I have a few things to do before the big event tonight, so I'll keep it brief, but if a wannabe politician can review The Clean, then surely I should too.

They're in good touch. It might have been Hamish's 50th birthday on Saturday night (yes, there was a cake and, yes, everyone sang 'Happy Birthday' for him, and yes, he's looking good for it) but they sounded positively youthful. Their songs - so many of them now - are not so much tunes as spaces in which to move their three elements around, never quite the same way twice.
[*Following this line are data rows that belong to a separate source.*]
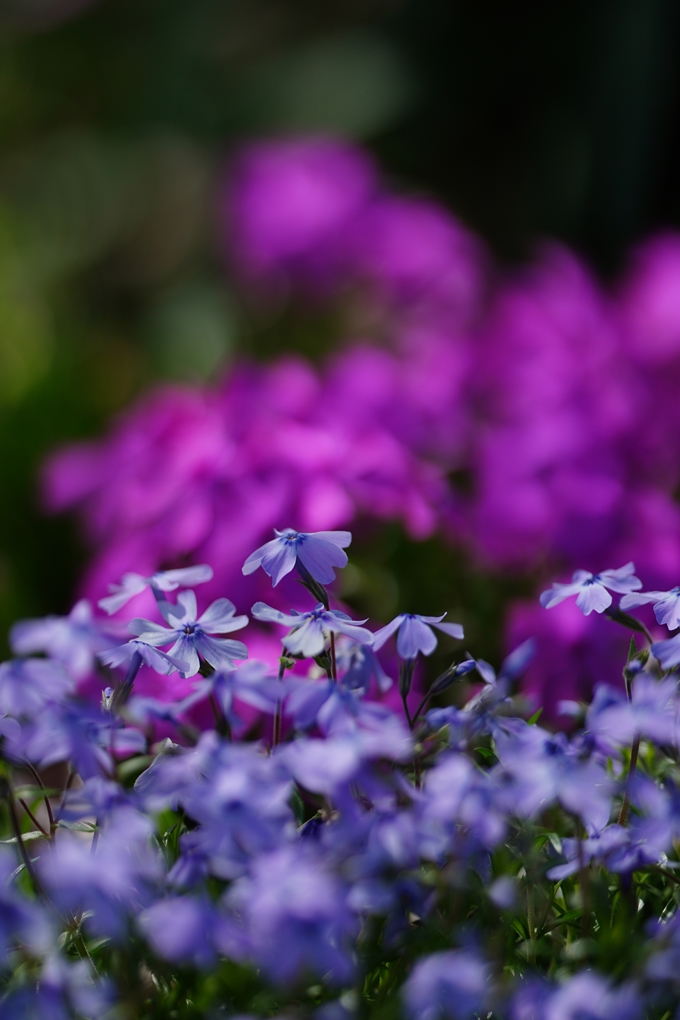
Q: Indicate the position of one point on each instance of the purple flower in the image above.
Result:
(71, 640)
(114, 881)
(296, 916)
(252, 683)
(318, 553)
(591, 590)
(192, 636)
(180, 929)
(162, 580)
(588, 995)
(360, 666)
(650, 713)
(452, 984)
(667, 605)
(668, 651)
(308, 635)
(415, 633)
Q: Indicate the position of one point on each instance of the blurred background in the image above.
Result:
(120, 124)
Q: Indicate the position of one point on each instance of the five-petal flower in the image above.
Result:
(318, 553)
(309, 631)
(162, 580)
(415, 633)
(591, 590)
(667, 605)
(194, 638)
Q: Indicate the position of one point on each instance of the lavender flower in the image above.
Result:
(591, 590)
(192, 636)
(296, 915)
(452, 984)
(415, 633)
(71, 640)
(162, 580)
(308, 635)
(318, 553)
(150, 656)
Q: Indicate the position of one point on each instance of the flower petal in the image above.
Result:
(593, 597)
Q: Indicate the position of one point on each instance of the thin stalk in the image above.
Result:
(421, 706)
(531, 924)
(406, 712)
(37, 776)
(623, 814)
(279, 703)
(221, 722)
(584, 879)
(8, 795)
(33, 818)
(333, 663)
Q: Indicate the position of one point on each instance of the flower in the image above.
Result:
(71, 640)
(309, 629)
(148, 655)
(162, 580)
(318, 553)
(667, 605)
(191, 635)
(590, 590)
(415, 633)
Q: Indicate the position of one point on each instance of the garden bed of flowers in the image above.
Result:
(329, 837)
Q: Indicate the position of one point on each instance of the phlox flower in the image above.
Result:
(148, 655)
(454, 983)
(318, 553)
(162, 580)
(308, 635)
(591, 590)
(415, 633)
(192, 636)
(666, 604)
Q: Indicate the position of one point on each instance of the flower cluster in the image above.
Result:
(555, 402)
(450, 861)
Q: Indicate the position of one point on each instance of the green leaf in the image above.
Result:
(34, 834)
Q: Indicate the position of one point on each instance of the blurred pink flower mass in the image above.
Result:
(557, 399)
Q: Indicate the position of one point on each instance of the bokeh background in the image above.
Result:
(122, 123)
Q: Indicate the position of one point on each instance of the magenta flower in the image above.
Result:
(318, 553)
(591, 590)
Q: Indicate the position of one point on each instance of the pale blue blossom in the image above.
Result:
(194, 638)
(318, 553)
(415, 633)
(308, 635)
(591, 590)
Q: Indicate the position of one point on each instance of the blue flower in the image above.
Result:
(591, 590)
(308, 635)
(162, 580)
(667, 605)
(191, 635)
(71, 640)
(318, 553)
(415, 633)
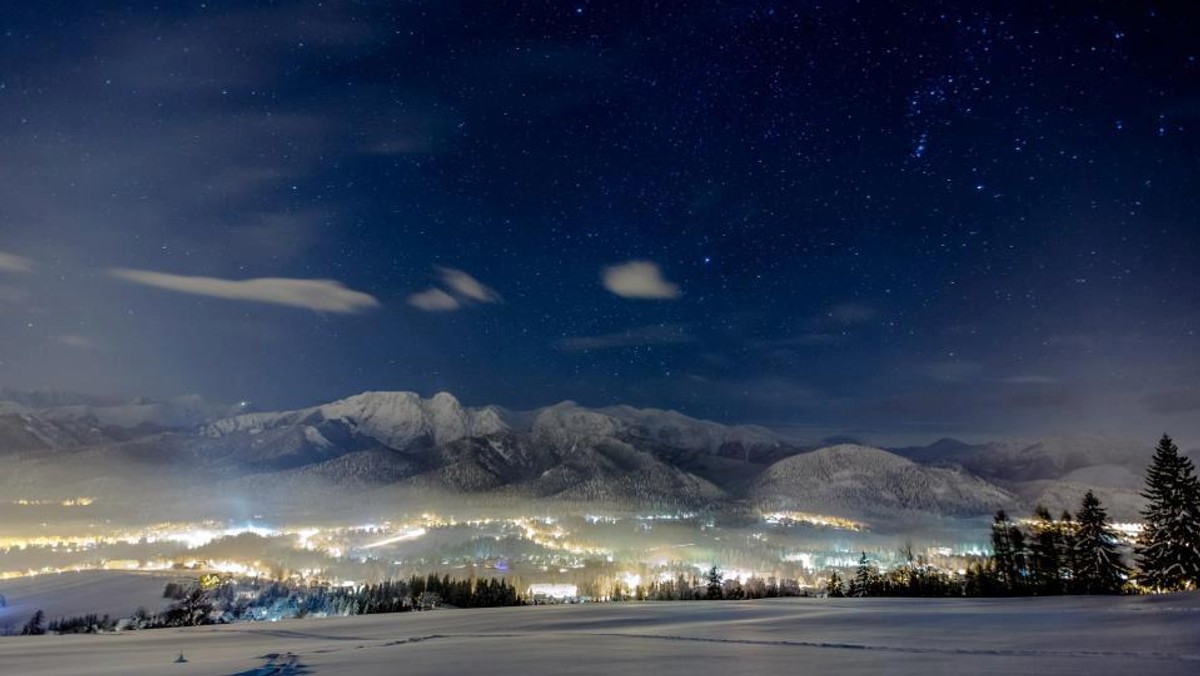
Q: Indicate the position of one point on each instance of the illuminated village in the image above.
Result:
(555, 557)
They played 'In Love With These Times', Hamish's iconically-entitled song from the first Bailter Space EP, and wound it up into a throbbing belter. Ditto for 'Tally Ho' and 'Getting Older', which both climbed into big, rhythmic grooves: the drums petitioning, the guitar crunching and the bass, as ever, binding it all together. Even a swoony number like 'Stars' had a rockin', propulsive feel to it. You can stick your Arctic Monkeys up your arse.

My personal highlight came when they let rip a storming version of the Velvet Underground's 'I Can't Stand It' to finish the first encore, and I can't even remember what they played between that and the final song of the evening, the twinkling 'Safe in the Rain'.

I wondered if there was anyone in the room who was coming to it fresh; who wasn't comparing tonight's version of 'Point That Thing Somewhere Else' with those committed to memory. (For the record, a dirty lead sent three or four loud cracks through the PA, which broke the spell a bit.) How would it sound to them? How does a McCahon look to someone who's never seen one?